I created this website in 2007, soon after bringing out my first book – see our new Books page for details of them all. Plus, I’ve written the monthly and sometimes twice monthly blogs/updates for 15 years. The site has grown in size and is ripe for reorganising.
In the early part of this year, the website will streamline and continue to hold a huge amount of information, in a more accessible form. There are pages hiding which I think are fascinating, and I hope you do as well, such as Seeds and Varieties which I updated recently. It’s to help you make productive choices when you buy your seeds.
One of the most visited pages is my Sowing Timeline, available any time to remind you, and it contains a link to download a southern hemisphere version of my calendar.

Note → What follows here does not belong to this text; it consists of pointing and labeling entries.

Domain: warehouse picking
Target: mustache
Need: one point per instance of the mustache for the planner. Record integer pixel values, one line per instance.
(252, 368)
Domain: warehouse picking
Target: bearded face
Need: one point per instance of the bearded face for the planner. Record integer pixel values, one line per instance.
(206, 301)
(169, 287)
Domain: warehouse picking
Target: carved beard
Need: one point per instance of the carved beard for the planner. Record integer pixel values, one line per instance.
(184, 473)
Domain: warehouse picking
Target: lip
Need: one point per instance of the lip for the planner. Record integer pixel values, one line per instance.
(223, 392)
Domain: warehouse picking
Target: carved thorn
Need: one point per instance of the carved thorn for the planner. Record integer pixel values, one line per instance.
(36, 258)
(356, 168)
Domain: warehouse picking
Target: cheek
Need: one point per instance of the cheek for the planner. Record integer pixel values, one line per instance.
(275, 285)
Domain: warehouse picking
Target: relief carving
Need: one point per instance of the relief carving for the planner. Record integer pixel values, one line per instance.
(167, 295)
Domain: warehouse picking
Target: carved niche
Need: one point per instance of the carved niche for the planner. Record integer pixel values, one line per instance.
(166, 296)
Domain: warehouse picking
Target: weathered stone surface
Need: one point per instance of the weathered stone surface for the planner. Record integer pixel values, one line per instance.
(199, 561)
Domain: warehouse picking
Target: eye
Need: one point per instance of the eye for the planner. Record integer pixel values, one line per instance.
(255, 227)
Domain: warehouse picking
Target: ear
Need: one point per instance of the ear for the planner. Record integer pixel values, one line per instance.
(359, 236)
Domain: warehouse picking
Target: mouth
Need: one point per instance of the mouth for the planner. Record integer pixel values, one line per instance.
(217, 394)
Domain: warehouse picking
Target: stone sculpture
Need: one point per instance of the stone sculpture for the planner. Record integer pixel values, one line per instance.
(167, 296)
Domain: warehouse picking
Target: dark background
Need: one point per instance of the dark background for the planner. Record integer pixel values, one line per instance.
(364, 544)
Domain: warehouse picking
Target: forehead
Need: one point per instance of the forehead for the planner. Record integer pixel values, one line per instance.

The page Get Started is about first steps in no dig, and the Trials page has information about my comparisons between digging and no dig. Over 10 years, the no dig bed has produced 12% more food. In 2022 it grew 20% more, and the last time I saw such a big difference was in 2018, another very dry summer. Interesting! There is a three strip trial too, comparing the effect of forking soil, compared to no dig, 2022 results in shortly.
ORFC online conference details are here.
If you want to learn more in person, do check out my days of teaching here at Homeacres. And there’s lots going on in the shop with so many recent books. Very soon we shall add my children’s book which appears 19th of January. Meanwhile you can pre-order at Waterstones, and other online places!
Thank you for reading this, and I hope you continue to find my website useful in your gardening. And what do you make of this:
GARLIC IN ICELAND
I was delighted in August 2022 to meet here a couple from Iceland, who are having success with no dig. Thorunn has written about no dig for an Icelandic gardening magazine.
Difficulties arise from the Icelandic weather, and the 2022 summer was much colder than usual, such that the potato crops failed completely.
They recently expanded their area to grow garlic and Thorunn M Ólafsdóttir (in bottom photo) emailed yesterday with an update.
“We are in the west side of Iceland and using No Dig method and cover crop. I use the soil under the grass because of lack of soil in the area so we take the top of the grass and till it, put in nutrients, and make beds 1×5 m. We put thick cardboards in between the rows and put woodchips in the pathways and no more dig or tilling after that.
We have often very bad weather in the area, so we are using cover crop to stop the soil from blowing away and floating away. We used 8 types of seeds for the cover crop and it made a huge difference and makes a good cover for the winter. The temperature has gone to -20° for the past 3-4 days.
We have nearly 3000 garlic of various types to find out which works best in our zone.
Here are some pictures from our land where we are preparing and the first 23 beds.
We sowed cover crop in all the beds in late August and sow the garlic in between the rows in end of September to mid-November.”